[jira] [Comment Edited] (YARN-6207) Move application can fail when attempt add event is delayed

Sunil G (JIRA) Sun, 19 Feb 2017 22:36:13 -0800

    [ 
https://issues.apache.org/jira/browse/YARN-6207?page=com.atlassian.jira.plugin.system.issuetabpanels:comment-tabpanel&focusedCommentId=15874113#comment-15874113
 ]


Sunil G edited comment on YARN-6207 at 2/20/17 6:35 AM:
--------------------------------------------------------

app null check may not fix the race condition correctly. It can still cause 
corner case. I would like to continue discussion on attempt states as well.
Lets take [~bibinchundatt] scenario itself where App Attempt events are in 
Async Dispatcher itself (delayed). The same scenario will happen after first 
attempt failure as well (2nd attempt is delayed). 

+What will happen in scheduler:+
In any case, we assume that {{SchedulerApplication}} is created inside 
scheduler (this is happening because we check app state in CientRMService as 
ACCEPTED/RUNNING). CS and FS’s *moveApplication* is invoking 
{{getApplicationAttempt}} to get app attempt object. 
{{AbsScheduler#getApplicationAttempt}} could return null is 2 cases. a) when 
application itself is not there. b) when curr attempt is null. As mentioned 
earlier in first line, app could not be null. Still attempt may be null. In 
case of first attempt failure, {{SchedulerApplication.getCurrentAppAttempt}} 
could return old object till 2nd attempt is set via {{APP_ATTEMPT_ADDED}}.
Hence the app null check will not help in both scheduler (FS has only a null 
check for app, not for attempt). Even attempt null check also won’t help in 
case of first AM failure as scheduler does have old stale object in stopped 
form. 

Also there could be another corner case. Assume move app has called when 1st 
attempt was failed and 2nd attempt was in init states. It could potentially 
push 2 attempts to target queue. Ideally if we fix in ClientRMServer, we need 
not have to worry changes across scheduler. If attempt state is ACCEPTED to 
RUNNING, we are sure that new attempt is added to scheduler.
Discussed offline with [~rohithsharma] as well.




was (Author: sunilg):
app null check may not fix the race condition correctly. It can still cause 
corner case. I would like to continue discussion on attempt states as well.
Lets take [~bibinchundatt] scenario itself where App Attempt events are in 
Async Dispatcher itself (delayed). The same scenario will happen after first 
attempt failure as well (2nd attempt is delayed). 

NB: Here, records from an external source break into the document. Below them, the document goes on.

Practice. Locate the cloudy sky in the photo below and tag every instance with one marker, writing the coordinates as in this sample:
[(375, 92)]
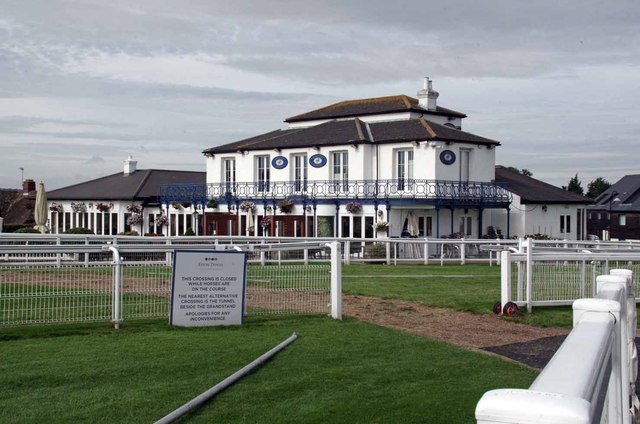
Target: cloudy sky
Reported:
[(84, 84)]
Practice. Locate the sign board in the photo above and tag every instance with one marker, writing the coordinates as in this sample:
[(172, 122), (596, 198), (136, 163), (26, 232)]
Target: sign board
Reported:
[(208, 288)]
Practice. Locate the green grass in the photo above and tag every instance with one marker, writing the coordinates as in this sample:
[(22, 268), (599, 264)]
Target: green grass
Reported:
[(469, 288), (343, 372), (472, 288)]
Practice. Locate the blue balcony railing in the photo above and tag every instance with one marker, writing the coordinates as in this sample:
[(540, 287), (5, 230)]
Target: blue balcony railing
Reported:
[(437, 192)]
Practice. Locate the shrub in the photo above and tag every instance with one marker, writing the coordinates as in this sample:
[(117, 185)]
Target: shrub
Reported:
[(285, 205), (27, 230), (376, 250), (381, 226), (12, 228), (129, 233), (78, 230)]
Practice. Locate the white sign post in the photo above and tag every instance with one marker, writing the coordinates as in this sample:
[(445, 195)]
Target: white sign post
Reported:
[(208, 288)]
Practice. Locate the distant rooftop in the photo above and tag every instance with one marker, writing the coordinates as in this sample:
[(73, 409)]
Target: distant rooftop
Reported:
[(372, 106), (532, 191)]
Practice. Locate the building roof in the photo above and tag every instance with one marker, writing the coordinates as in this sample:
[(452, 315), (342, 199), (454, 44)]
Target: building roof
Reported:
[(532, 191), (623, 196), (141, 185), (352, 131), (372, 106), (16, 207)]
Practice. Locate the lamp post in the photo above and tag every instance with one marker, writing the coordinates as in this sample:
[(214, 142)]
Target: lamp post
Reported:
[(611, 199)]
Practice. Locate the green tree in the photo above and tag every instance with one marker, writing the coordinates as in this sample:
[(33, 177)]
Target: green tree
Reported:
[(596, 187), (522, 171), (575, 186)]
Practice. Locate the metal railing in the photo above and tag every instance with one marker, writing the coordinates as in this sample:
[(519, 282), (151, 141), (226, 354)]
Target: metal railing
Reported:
[(42, 284), (445, 192), (544, 275), (597, 388)]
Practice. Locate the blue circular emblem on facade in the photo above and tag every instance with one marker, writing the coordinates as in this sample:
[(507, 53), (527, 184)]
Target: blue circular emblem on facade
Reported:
[(447, 157), (279, 162), (318, 160)]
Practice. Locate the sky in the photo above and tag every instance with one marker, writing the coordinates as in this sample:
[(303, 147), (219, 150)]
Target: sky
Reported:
[(84, 84)]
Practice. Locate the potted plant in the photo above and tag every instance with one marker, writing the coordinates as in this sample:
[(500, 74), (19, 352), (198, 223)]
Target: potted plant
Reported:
[(247, 206), (161, 220), (103, 207), (55, 207), (134, 209), (354, 207), (134, 219), (381, 226), (79, 207), (285, 206)]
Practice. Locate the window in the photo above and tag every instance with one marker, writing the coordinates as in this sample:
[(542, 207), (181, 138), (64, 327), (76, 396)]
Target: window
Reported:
[(565, 223), (263, 174), (340, 170), (465, 160), (622, 220), (300, 172), (229, 174), (404, 169)]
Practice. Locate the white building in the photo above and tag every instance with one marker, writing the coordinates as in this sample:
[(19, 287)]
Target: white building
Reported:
[(539, 209), (126, 201), (402, 160)]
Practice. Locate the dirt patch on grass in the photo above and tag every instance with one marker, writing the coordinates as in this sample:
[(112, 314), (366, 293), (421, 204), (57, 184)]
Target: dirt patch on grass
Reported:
[(463, 329)]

+What will happen in scheduler:+
In any case, we assume that {{SchedulerApplication}} is created inside 
scheduler (this is happening because we check app state in CientRMService as 
ACCEPTED/RUNNING). CS and FS’s *moveApplication* is invoking 
{{getApplicationAttempt}} to get app attempt object. 
{{AbsScheduler#getApplicationAttempt}} could return null is 2 cases. a) when 
application itself is not there. b) when curr attempt is null. As mentioned 
earlier in first line, app could not be null. Still attempt may be null. In 
case of first attempt failure, {{SchedulerApplication.getCurrentAppAttempt}} 
could return old object till 2nd attempt is set via {{APP_ATTEMPT_ADDED}}.
Hence the app null check will not help in both scheduler (FS has only a null 
check for app, not for attempt). Even attempt null check also won’t help in 
case of first AM failure as scheduler does have old stale object in stopped 
form. 

Also there could be another corner case. Assume move app has called when 1st 
attempt was failed and 2nd attempt was in init states. It could potentially 
push 2 attempts to target queue. Ideally if we fix in ClientRMServer, we need 
not have to worry changes across scheduler. If attempt state is ACCEPTED to 
RUNNING, we are sure that new attempt is added to scheduler.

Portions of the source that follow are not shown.